Starting with a list of approximately 18,000 variants, the team was able to home in on 60 that likely have a causal relationship with autoimmunity. Because one variant, known as rs72928038, was associated with multiple autoimmune disorders, the researchers decided examine it further by engineering it into human T cells in vitro. They found that in the engineered cells the variant reduced the expression of the gene BACH2, which regulates T cells’ differentiation into different subclasses with different functions.

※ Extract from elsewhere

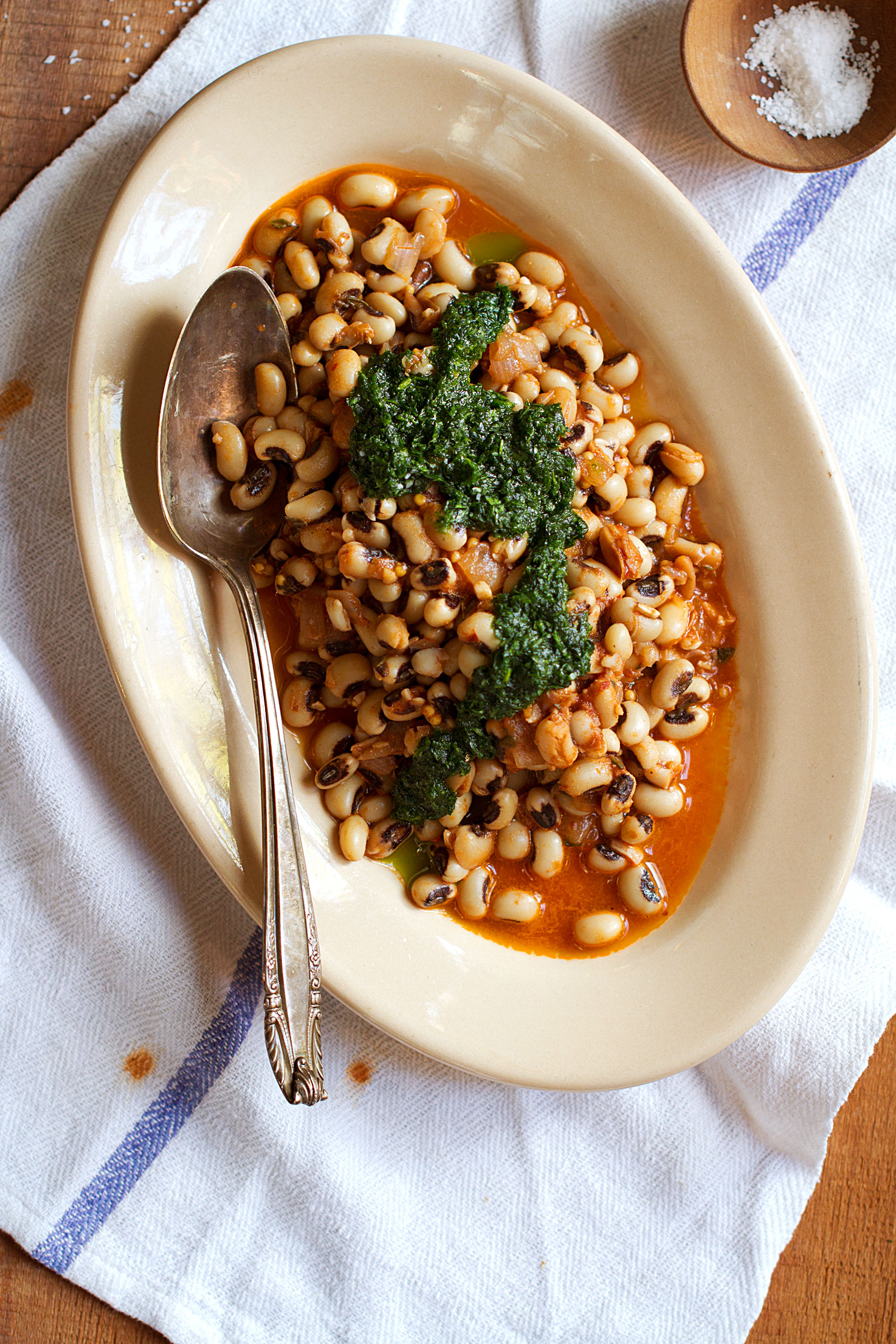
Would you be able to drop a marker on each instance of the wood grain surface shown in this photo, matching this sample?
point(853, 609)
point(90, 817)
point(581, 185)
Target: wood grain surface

https://youtube.com/watch?v=oD-22g9bvjk%3Fcolor%3Dwhite

A notable change in mice

Because genomic region containing rs72928038 is highly conserved between humans and mice, Tewhey, Ray, Hacohen, and their colleagues—including study co-first authors Kousuke Mouri of JAX and Michael Guo of Broad—then used a mouse model system to understand how the variant may influence disease progression. They found that deleting a small portion of the genome containing rs72928038 again reduced BACH2 expression in mice. In addition, the variant appeared to play an important role in suppressing naive T cell activation, keeping the cells from becoming activated before being directed toward a specific pathogen or non-tissue target. That finding likely explains the variant’s association with autoimmune diseases.

“Not many mouse models have been engineered to study non-coding variants associated with disease,” said Tewhey. “It’s risky, because the effect size can be so small in isolation that it doesn’t change the physiology of the mouse.